Luckily, I had more than one sample! This time I was prepared. Careful brewing with 4g of leaf and a thermometer to test my assumptions. I played around a bit with the temperature to see if I could find the right balance. First, 75C for 45 seconds. Ah! Much improved. The wet leaves have the aroma of dried figs and moss in the rain. The taste was of coriander and rosemary with a bit of osmanthus flower, quite pleasant. The texture is powdery a bit, drying the front of the tongue (I associate this with Lóngjǐng) and full bodied in the mouth. There’s a gentle sweetness in the aroma and the aftertaste.

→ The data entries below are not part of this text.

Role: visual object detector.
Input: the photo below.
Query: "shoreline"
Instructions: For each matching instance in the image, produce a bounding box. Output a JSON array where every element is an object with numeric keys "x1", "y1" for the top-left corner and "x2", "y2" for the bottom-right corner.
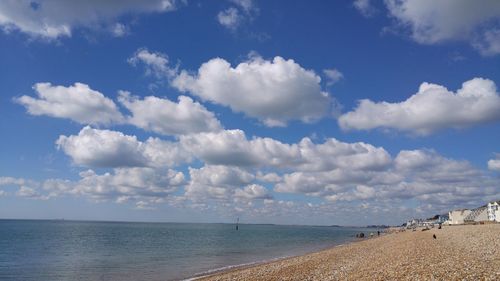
[
  {"x1": 188, "y1": 232, "x2": 382, "y2": 281},
  {"x1": 191, "y1": 224, "x2": 500, "y2": 281}
]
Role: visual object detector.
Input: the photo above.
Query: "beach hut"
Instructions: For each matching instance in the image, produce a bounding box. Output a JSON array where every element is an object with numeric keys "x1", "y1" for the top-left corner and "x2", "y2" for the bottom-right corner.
[
  {"x1": 448, "y1": 209, "x2": 472, "y2": 224},
  {"x1": 487, "y1": 200, "x2": 500, "y2": 222},
  {"x1": 464, "y1": 205, "x2": 488, "y2": 223}
]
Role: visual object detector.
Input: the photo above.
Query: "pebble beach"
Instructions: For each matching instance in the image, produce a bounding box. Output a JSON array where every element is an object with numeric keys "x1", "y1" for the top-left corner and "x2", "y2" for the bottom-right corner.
[{"x1": 197, "y1": 224, "x2": 500, "y2": 280}]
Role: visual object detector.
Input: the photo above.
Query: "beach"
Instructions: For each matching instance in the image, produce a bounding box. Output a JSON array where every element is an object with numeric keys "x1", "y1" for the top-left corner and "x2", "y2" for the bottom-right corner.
[{"x1": 199, "y1": 224, "x2": 500, "y2": 280}]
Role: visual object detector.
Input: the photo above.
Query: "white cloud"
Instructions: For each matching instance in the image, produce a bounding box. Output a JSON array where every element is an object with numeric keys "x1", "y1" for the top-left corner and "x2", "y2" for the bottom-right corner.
[
  {"x1": 56, "y1": 126, "x2": 190, "y2": 167},
  {"x1": 180, "y1": 127, "x2": 391, "y2": 171},
  {"x1": 110, "y1": 22, "x2": 129, "y2": 37},
  {"x1": 338, "y1": 78, "x2": 500, "y2": 135},
  {"x1": 352, "y1": 0, "x2": 378, "y2": 18},
  {"x1": 234, "y1": 184, "x2": 272, "y2": 200},
  {"x1": 229, "y1": 0, "x2": 256, "y2": 12},
  {"x1": 217, "y1": 7, "x2": 242, "y2": 30},
  {"x1": 488, "y1": 154, "x2": 500, "y2": 172},
  {"x1": 172, "y1": 57, "x2": 332, "y2": 126},
  {"x1": 385, "y1": 0, "x2": 500, "y2": 55},
  {"x1": 185, "y1": 165, "x2": 254, "y2": 201},
  {"x1": 0, "y1": 0, "x2": 180, "y2": 39},
  {"x1": 14, "y1": 83, "x2": 123, "y2": 124},
  {"x1": 71, "y1": 168, "x2": 185, "y2": 200},
  {"x1": 274, "y1": 147, "x2": 500, "y2": 208},
  {"x1": 118, "y1": 91, "x2": 221, "y2": 135},
  {"x1": 127, "y1": 48, "x2": 177, "y2": 79},
  {"x1": 217, "y1": 0, "x2": 259, "y2": 31},
  {"x1": 323, "y1": 68, "x2": 344, "y2": 86}
]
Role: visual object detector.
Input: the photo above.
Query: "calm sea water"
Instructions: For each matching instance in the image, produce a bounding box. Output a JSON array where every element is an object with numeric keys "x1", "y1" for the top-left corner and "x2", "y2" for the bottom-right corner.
[{"x1": 0, "y1": 220, "x2": 373, "y2": 281}]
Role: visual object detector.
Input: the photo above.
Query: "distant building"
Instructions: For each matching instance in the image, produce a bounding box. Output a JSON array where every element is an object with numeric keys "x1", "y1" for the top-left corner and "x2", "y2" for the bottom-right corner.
[
  {"x1": 486, "y1": 201, "x2": 500, "y2": 222},
  {"x1": 464, "y1": 205, "x2": 488, "y2": 223},
  {"x1": 437, "y1": 214, "x2": 450, "y2": 223},
  {"x1": 448, "y1": 209, "x2": 472, "y2": 224}
]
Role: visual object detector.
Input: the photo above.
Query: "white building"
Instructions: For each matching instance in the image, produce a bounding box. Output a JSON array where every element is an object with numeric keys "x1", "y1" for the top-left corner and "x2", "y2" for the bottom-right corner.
[
  {"x1": 448, "y1": 209, "x2": 472, "y2": 224},
  {"x1": 464, "y1": 205, "x2": 489, "y2": 223},
  {"x1": 487, "y1": 201, "x2": 500, "y2": 222}
]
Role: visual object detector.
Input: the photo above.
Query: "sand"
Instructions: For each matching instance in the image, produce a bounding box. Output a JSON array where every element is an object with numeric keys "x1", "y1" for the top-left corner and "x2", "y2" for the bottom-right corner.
[{"x1": 199, "y1": 224, "x2": 500, "y2": 280}]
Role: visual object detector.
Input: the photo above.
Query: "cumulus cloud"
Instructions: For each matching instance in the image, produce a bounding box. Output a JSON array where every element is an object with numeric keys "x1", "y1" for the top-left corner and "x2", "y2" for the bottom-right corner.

For a second infusion I tried 60C water for 1 minute. The tea definitely had a lighter body from the decreased temp. I detected much more of the aroma in the taste this time: more grass and figs and less of the rosemary. My third try was 80C for 1 minute and I noticed that it was sweeter this time with some black cherry in the taste and less grass.
The leaves were moderately broken but with a decent number of beautiful two-leaves-and-a-bud sets to be found. You can always tell a Dragon Well leaf: they are generally medium-to-large leafed full and partial leaf sets, and when they’re dry, they resemble flat blades with a cross-thatched pattern on both sides from a pressing step during processing. A bright green is desirable, which I certainly see here. Lóngjǐng that’s been exposed to too much air, light, or time will have lost its green glow and will appear dull and sometimes a bit brown (look in many grocery stores and you’ll see it).
To be fair, I’ve certainly had Lóngjǐng that I’d rate higher than this — teas with overwhelming sweetness and aroma overflowing with perfect leaf sets — but those are the exception to green tea and can fetch a very high price indeed. For a more accessible tea, this Dragon Well is a really good find. It’s nice to see that it’s from the Xīhú (西湖, West Lake) area of Zhèjiāng province as well, which is the traditional home of Lóngjǐng. Since Dragon Well is so popular, this style of tea is often made in other places, but in my opinion these versions tend to lack the same sweetness and energy of tea from Xīhú.
When I visited the gardens in the hills around the lake region, I was impressed most by the feeling of the place. It was calming and energizing at once. Probably because Lóngjǐng is arguably the most famous orthodox tea from China, there has definitely been some care taken to preserve and cultivate the region. A definite peace surrounded the forests, paths, and springs which was notable given that the populous city of Hángzhōu is very close by. While the historical veracity for such a beloved name is unclear, I did visit the fabled “Dragon Well” itself: a small circular stone pool which has some interesting rippling properties when it is stirred. If you are ever in the South-East of China, I definitely recommend a visit.
Thanks again to Teavivre, and Happy New Year all!